Per aver braccia forti è necessario allenare anche gli avambracci. Non bastano solo gli stacchi da terra , i rematori ed il lavoro specifico per i bicipiti per sviluppare avambracci come braccio di ferro, dovete anche allenarli in modo specifico.

Gli avambracci sono composti da muscoli flessori ed estensori e quindi dobbiamo attaccarli da ogni lato. Quello che viene comunemente definito come "braccio", in realtà consta di due parti.

La prima, quella compresa tra spalla e gomito, corrisponde al braccio vero e proprio mentre la seconda, delimitata da gomito e polso, viene indicata come avambraccio.

Ma da cosa è costituita quest'ultima? Quali sono le ossa ed i muscoli che la compongono? Ora andremo a vedere in dettaglio tutto quello che riguarda questa parte così importante, utilizzata di continuo nella nostra quotidianità.

Due sono le ossa che compongono l'avambraccio e sono rispettivamente il radio e l'ulna.

Il radio è un osso lungo, che occupa la parte laterale (o meglio interna) dell'avambraccio, di cui ne costituisce l'elemento osseo più importante per spessore. 

Come tutte le ossa lunghe, ha una struttura peculiare con la presenza di due epifisi (le parti all'estremità, chiamate rispettivamente prossimale e distale) e la diafisi (corpo centrale).

L' epifisi distale regola la congiunzione con lo scafoide del carpo (struttura che costituisce il polso) mentre l'estremità prossimale, costituita dal capitello (formato dalla testa del radio e costituito da cartilagine articolare) mette in collegamento non solo l'articolazione del gomito mediante il condilo mediale dell'omero ma anche l'ulna mediante l'incisione radiale.
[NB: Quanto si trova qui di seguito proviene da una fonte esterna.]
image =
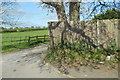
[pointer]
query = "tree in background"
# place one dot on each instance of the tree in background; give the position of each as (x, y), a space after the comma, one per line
(109, 14)
(76, 8)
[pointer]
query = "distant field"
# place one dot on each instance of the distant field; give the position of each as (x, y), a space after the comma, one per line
(8, 46)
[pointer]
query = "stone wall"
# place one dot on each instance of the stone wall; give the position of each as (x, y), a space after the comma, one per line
(99, 32)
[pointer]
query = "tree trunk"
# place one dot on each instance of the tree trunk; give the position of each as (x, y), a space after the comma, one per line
(61, 12)
(74, 9)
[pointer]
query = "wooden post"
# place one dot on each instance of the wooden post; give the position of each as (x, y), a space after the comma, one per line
(44, 38)
(118, 36)
(11, 42)
(37, 38)
(29, 40)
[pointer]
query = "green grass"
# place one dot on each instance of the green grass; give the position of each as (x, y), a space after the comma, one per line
(6, 46)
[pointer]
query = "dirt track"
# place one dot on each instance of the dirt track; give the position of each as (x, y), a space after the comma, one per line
(27, 63)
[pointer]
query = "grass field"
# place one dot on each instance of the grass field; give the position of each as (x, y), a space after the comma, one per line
(9, 46)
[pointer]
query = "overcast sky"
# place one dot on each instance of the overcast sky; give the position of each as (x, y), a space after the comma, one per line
(32, 14)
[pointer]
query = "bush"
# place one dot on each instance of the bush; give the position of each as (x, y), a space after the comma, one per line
(76, 53)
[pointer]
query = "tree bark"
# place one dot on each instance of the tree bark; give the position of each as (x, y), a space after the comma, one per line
(60, 9)
(74, 9)
(61, 12)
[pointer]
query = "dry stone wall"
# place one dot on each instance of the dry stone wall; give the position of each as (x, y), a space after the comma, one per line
(100, 32)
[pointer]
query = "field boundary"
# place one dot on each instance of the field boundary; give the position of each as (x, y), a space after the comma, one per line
(28, 39)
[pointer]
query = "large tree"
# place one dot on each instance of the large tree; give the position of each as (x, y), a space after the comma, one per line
(109, 14)
(74, 8)
(74, 13)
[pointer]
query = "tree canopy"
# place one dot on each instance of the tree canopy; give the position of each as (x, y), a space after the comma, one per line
(109, 14)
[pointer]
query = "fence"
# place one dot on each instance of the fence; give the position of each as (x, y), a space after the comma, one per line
(99, 33)
(29, 39)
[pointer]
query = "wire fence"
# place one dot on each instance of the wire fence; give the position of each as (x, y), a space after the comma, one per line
(20, 39)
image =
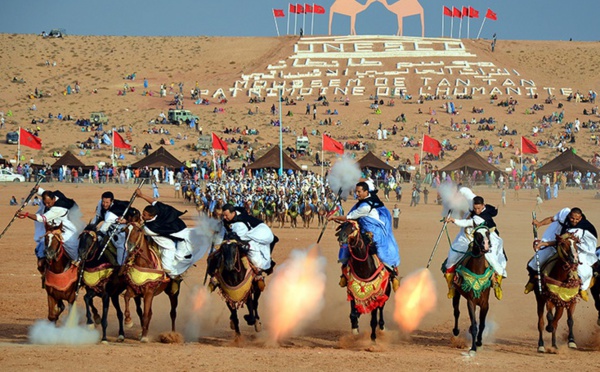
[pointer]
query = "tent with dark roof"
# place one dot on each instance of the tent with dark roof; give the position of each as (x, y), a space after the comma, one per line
(271, 160)
(568, 161)
(69, 160)
(468, 162)
(159, 158)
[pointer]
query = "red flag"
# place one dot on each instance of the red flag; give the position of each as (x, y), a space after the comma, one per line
(491, 15)
(219, 144)
(119, 142)
(29, 140)
(329, 144)
(456, 13)
(431, 145)
(473, 13)
(528, 147)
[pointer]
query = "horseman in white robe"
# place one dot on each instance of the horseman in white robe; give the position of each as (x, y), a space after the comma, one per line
(58, 209)
(567, 220)
(481, 214)
(174, 239)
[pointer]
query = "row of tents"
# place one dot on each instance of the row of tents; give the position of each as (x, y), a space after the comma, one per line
(468, 162)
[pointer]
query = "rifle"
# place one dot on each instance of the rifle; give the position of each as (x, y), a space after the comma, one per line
(31, 193)
(537, 256)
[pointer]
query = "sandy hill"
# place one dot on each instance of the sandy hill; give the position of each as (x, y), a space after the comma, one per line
(100, 63)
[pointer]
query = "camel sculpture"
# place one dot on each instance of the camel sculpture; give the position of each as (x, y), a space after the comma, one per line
(403, 8)
(350, 8)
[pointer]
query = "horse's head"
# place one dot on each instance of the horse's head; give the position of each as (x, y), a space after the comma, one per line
(481, 240)
(54, 242)
(348, 232)
(230, 251)
(87, 240)
(566, 246)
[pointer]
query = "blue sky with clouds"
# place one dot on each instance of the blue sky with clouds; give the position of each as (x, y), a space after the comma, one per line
(517, 19)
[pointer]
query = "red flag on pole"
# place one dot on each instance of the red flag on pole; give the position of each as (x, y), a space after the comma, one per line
(431, 145)
(119, 142)
(329, 144)
(491, 15)
(473, 13)
(456, 13)
(528, 147)
(219, 144)
(29, 140)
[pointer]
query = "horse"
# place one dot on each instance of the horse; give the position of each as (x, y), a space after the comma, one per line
(60, 274)
(146, 277)
(238, 281)
(293, 213)
(560, 289)
(473, 281)
(100, 279)
(368, 281)
(307, 214)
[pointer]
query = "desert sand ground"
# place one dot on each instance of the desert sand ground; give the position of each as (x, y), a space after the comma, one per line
(326, 344)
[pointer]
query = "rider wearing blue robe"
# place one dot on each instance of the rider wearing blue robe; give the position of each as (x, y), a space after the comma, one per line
(373, 217)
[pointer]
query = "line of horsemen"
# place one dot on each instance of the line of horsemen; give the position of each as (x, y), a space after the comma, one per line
(154, 247)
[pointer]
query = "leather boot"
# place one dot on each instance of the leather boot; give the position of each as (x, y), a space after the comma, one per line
(498, 287)
(450, 281)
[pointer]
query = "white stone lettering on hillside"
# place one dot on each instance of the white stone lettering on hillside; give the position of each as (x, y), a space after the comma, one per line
(387, 66)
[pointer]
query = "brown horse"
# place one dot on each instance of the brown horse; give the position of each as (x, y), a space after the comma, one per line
(237, 280)
(146, 278)
(560, 289)
(60, 274)
(473, 281)
(100, 279)
(368, 280)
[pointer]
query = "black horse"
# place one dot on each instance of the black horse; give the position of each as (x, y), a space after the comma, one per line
(239, 283)
(368, 281)
(101, 278)
(475, 279)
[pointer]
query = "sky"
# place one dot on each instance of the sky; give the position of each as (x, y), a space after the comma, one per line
(517, 19)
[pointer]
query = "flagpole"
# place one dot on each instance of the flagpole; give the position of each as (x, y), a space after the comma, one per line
(280, 135)
(312, 23)
(275, 20)
(481, 28)
(288, 17)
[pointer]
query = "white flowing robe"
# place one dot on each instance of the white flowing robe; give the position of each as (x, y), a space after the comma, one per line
(460, 246)
(586, 249)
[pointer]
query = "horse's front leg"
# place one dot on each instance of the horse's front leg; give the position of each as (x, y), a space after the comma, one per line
(473, 329)
(456, 306)
(570, 322)
(354, 315)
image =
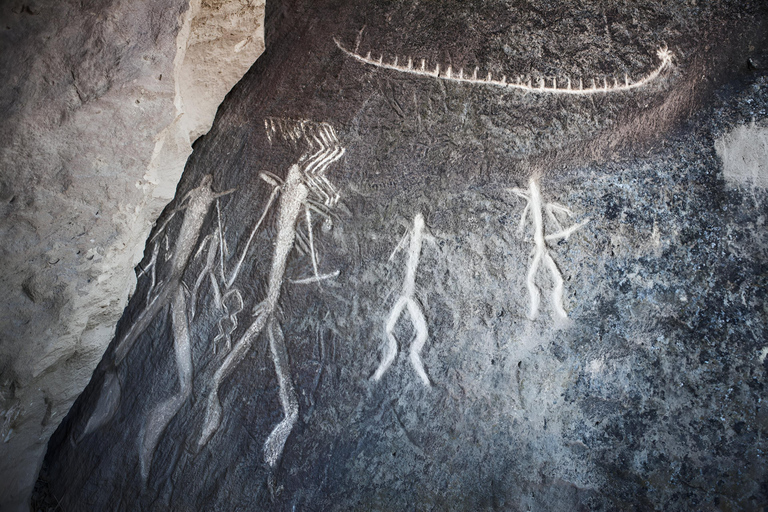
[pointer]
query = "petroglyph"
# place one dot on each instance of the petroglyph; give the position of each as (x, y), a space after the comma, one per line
(305, 187)
(162, 414)
(535, 207)
(196, 204)
(406, 300)
(540, 85)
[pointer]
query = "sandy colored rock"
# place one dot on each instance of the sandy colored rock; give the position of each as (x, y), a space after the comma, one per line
(100, 109)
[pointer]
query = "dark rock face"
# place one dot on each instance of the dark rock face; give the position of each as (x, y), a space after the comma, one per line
(453, 294)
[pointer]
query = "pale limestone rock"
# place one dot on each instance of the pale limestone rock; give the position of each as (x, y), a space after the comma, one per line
(100, 104)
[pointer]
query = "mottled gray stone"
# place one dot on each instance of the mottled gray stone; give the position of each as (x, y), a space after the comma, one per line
(648, 396)
(100, 107)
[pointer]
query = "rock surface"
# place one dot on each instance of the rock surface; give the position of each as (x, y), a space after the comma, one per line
(100, 103)
(453, 295)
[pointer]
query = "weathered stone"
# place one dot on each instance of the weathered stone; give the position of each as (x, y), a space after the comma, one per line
(100, 106)
(583, 286)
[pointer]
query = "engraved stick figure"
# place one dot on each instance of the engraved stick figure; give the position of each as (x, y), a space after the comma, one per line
(520, 83)
(196, 202)
(303, 186)
(541, 251)
(406, 300)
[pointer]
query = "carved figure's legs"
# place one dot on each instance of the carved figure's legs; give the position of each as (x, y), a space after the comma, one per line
(163, 413)
(557, 289)
(420, 325)
(533, 290)
(213, 412)
(273, 447)
(390, 351)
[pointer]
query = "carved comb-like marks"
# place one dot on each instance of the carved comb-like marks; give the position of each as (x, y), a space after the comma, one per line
(406, 300)
(196, 204)
(305, 180)
(536, 209)
(543, 85)
(320, 147)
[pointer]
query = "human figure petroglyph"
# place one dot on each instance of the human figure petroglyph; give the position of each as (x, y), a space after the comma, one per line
(305, 187)
(406, 300)
(196, 204)
(160, 416)
(525, 84)
(536, 208)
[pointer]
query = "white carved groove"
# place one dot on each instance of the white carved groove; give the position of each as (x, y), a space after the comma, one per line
(535, 208)
(196, 204)
(161, 415)
(305, 180)
(664, 55)
(406, 300)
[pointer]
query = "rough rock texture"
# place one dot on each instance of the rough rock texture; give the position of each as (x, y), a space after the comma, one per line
(100, 104)
(267, 385)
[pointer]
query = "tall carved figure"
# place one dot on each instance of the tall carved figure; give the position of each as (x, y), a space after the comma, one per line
(196, 204)
(406, 300)
(541, 250)
(305, 187)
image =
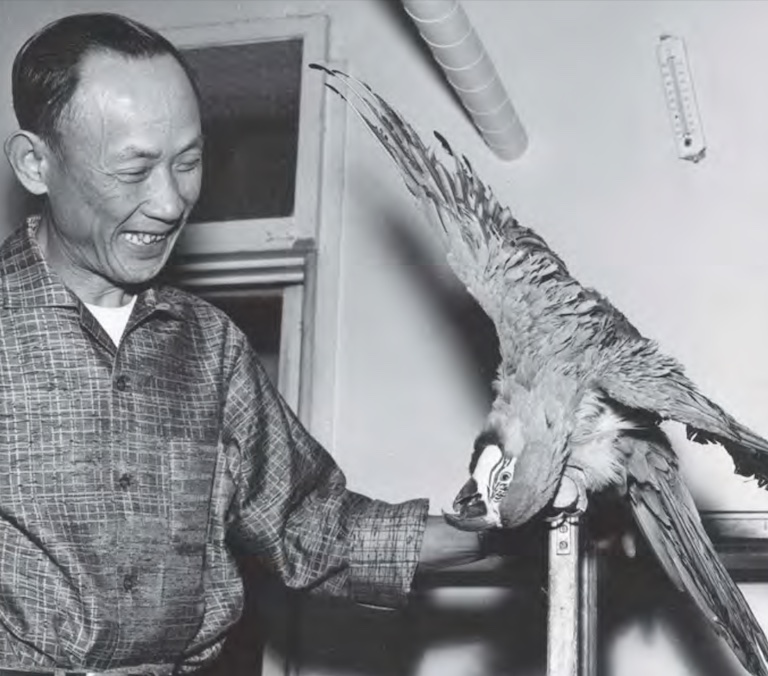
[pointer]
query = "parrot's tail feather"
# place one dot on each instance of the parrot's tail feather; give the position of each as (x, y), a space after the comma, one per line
(665, 513)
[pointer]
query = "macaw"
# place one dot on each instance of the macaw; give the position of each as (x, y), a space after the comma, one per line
(579, 394)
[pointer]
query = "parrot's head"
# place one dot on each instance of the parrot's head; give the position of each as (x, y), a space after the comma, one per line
(513, 477)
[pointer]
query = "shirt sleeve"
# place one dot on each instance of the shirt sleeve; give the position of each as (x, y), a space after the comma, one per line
(293, 510)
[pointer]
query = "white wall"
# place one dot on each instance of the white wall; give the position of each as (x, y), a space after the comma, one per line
(678, 247)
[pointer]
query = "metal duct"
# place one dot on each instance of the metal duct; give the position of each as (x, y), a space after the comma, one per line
(445, 27)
Anche l'ulna rientra nella categoria delle ossa lunghe, dotate della tipica struttura poco prima ricordata, con un notevole aumento di volume nelle parti prossimali rispetto alle parti distali e contraddistinta da una forma prismatica. Essa si articolo con l'omero e con il radio tramite due articolazioni differenti.

Per il primo caso è presente un'articolazione ginglimo-angolare (in cui un'articolazione è in forma di condilo o troclea mentre l'altra è una cavità ed è possibile effettuare solo movimenti di flessione/estensione); nel secondo, invece, si ha un'articolazione ginglimo-laterale (costituita da un cilindro osseo che ruota attorno ad un anello e compie solo un movimento di tipo rotatorio).

Oltre a radio ed ulna, l'avambraccio è caratterizzato dalla presenza di numerosi muscoli (circa una ventina) che vengono classificati, in base alla loro localizzazione anatomica, in anteriori, posteriori e laterali.

I muscoli anteriori sono otto e si dispongono in quattro strati differenti, i muscoli laterali sono tre mentre quelli posteriori sono i più numerosi in quanto arrivano a nove e si dispongono in due strati differenti, uno più superficiale e uno più in profondità.

Per una visione più schematica d'insieme, i muscoli possono essere anche differenziati gli uni dagli altri per la loro funzione meccanica. Esistono i muscoli estensori (rispettivamente di gomito, polso, dita, pollice), quelli flessori del polso, quelli supinatori e pronatori dell'avambraccio.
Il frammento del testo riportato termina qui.